Jim Mattox gave me my first job in state government. He gave me my first job on a statewide political campaign. He ate at my dining table in my home, played with our dog, regularly bought my lunch at a cafeteria in Austin and ate off my plate. He had me research speeches, rewrite speeches, and listen to him complain. We talked about politics, life, hard childhoods, law school, his beloved children and his wife.
He fought for Texas consumers, Texas children, and he worked tirelessly to make Texas better. He was never harder on anyone than he was on himself. His grasp of public policy and the political system was phenomenal. He didn't go a long to get a long and he wasn't interested in making friends but he was loved across the state of Texas by every person who was in need of Jim Mattox in their corner. I could count on him for anything. And I watched him give his everything to his employees, his constituents, his family, friends, and his state. My life is better for knowing him and your life is better because of his devotion to the underdog, the unloved. He comforted the afflicted and afflicted the comfortable. And even if it was a lost cause, he never backed away from a fight. He took on the fight sometimes simply because no one else would.
When the Texas Legislature gave his office the responsibility of pursuing child support collections, they did it with the hope that he would fail. His abrasive nature, his inability to court the Establishment, the fact that his home phone number was in the Austin phone book and he believed it was an honor to serve the people and not serve corporations made him a lone figure in the legislature. But he was not really alone.
Even some of the so called liberal journalist--the two or three in the entire state--did not like Mattox because he didn't drink with them, didn't have their birthright, didn't think he was entitled. He was no elitist. He had callouses on his hands and knew what it was to go without limousine liberals generosity. His charity did not come with tuxedos and taffeta. Poverty was not an abstract concept to him. It wasn't something to fight at charity balls.
He listened to people. He didn't listen to critics. He was nearly Rooseveltian in his philosophy about measuring himself by the enemies he made. He believed in a Great Society. Texas certainly did not. The Democratic Party changed. The conservative Democrats became conservative Republicans and the poor, the middle class found a meaner colder Texas. Jim Mattox's liberalism died with the death of the Texas Democratic Party after George W. Bush and Karl Rove reinvented Texas politics. But the people they used and abused were the same ones that conservative Democrats had used, too. Democrats couldn't compete with Republicans in the polarized "liberal" verses "conservative" depiction of Texas.

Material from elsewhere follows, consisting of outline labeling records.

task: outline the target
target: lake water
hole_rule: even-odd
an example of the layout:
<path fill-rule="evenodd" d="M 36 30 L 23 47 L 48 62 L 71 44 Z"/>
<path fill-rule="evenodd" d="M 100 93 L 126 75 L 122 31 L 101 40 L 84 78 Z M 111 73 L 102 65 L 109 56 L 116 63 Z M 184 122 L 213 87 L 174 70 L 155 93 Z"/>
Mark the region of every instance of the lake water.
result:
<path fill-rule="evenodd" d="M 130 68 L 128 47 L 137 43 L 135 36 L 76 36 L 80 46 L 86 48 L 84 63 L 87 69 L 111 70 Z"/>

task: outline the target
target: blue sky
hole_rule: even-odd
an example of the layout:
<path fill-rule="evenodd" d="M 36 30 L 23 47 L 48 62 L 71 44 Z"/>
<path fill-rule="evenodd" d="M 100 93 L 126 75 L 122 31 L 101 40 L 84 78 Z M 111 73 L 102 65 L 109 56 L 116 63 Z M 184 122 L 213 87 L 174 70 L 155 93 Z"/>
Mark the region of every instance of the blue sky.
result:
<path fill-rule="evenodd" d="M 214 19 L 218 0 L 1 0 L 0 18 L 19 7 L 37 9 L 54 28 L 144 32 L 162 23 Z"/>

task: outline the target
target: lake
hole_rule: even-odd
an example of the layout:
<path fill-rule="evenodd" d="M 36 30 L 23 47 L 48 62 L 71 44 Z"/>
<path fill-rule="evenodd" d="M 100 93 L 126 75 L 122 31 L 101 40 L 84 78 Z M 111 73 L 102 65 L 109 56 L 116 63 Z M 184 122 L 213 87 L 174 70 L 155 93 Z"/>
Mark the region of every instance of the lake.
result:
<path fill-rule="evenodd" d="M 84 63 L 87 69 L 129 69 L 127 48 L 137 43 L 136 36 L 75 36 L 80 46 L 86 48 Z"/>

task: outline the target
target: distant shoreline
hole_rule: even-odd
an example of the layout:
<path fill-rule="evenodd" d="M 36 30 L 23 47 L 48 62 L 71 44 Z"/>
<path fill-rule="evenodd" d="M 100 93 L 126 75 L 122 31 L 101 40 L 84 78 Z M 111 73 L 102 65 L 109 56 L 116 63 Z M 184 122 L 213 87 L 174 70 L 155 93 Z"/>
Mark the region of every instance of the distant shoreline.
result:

Most Democrats in Texas were conservative and didn't really care so much about the people Jim Mattox served. After all those people suffered under Democratic administrations for years and Jim Mattox suffered at the hands of a press that championed the Democratic Establishment. Hell, the press was the Democratic Establishment. The Houston Post was owned by Lt. Governor William Hobby. The Dallas Morning News was a reactionary paper that long endorsed Democratic candidates when their was no real Republican Party in Texas until the election of Republican Senator John Tower. For eight years in the mid 1980s every statewide official was a Democrat--but what kind of Democrat? None were liberal Democrats like Jim Mattox.